Keywords:the continued feverspost-mortem records of continued feverscases reported as typhoid fever, the clinical history insufficient or absentPeyer's patches ulcerated and the large intestine also implicatedtyphoid feverlower lobe of lung hepatized red, upper lobe graypleural surfaces adherentlight-red fluid in pericardiumsolitary follicles of ileum and Peyer's patches ulcerated, some ulcers penetrating to peritoneumsome ulcers penetrated to peritoneumtriangular piece of bone found in appendix vermiformis

Civil War Washington ID: med.d1e9186

TEI/XML: med.d1e9186.xml


CASE 182.—Private William Gibbings, Co. F, 5th Mich.; age 35; was admitted April 21, 1864, with typhoid fever, and died May 12. Post-mortem examination twenty-three hours after death: The brain weighed fifty ounces. The mucous membrane of the larynx and trachea was somewhat congested.
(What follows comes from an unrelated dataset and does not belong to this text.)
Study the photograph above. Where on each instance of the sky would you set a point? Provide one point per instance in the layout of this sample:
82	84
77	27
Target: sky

The right lung weighed thirty-two ounces, its lower lobe hepatized red, its upper lobe gray and the pleural surfaces adherent; the left lung weighed nineteen ounces. The heart was flabby; there were three drachms of light-red fluid in the pericardium. The œsophagus was healthy; the cardiac end of the stomach reddish-brown and much softened; the mucous membrane of the duodenum much congested; the solitary follicles of the ileum and Peyer's patches ulcerated, some of the ulcers penetrating to the peritoneum; a small triangular piece of bone was found in the appendix vermiformis; the mucous membrane of the large intestine was much congested and softened. The liver, fifty-nine ounces and a half, was flabby and anæmic; there were six drachms of gamboge-colored liquid in the gall bladder; the spleen eleven ounces and a half, was pulpy, its capsule easily separated and presenting on its superior surface a "round white body resembling bone." The right kidney weighed five ounces, the left five ounces and a half; both very soft and flabby.—Act. Ass't Surg. A. Ansell, Lincoln Hospital, Washington, D.C.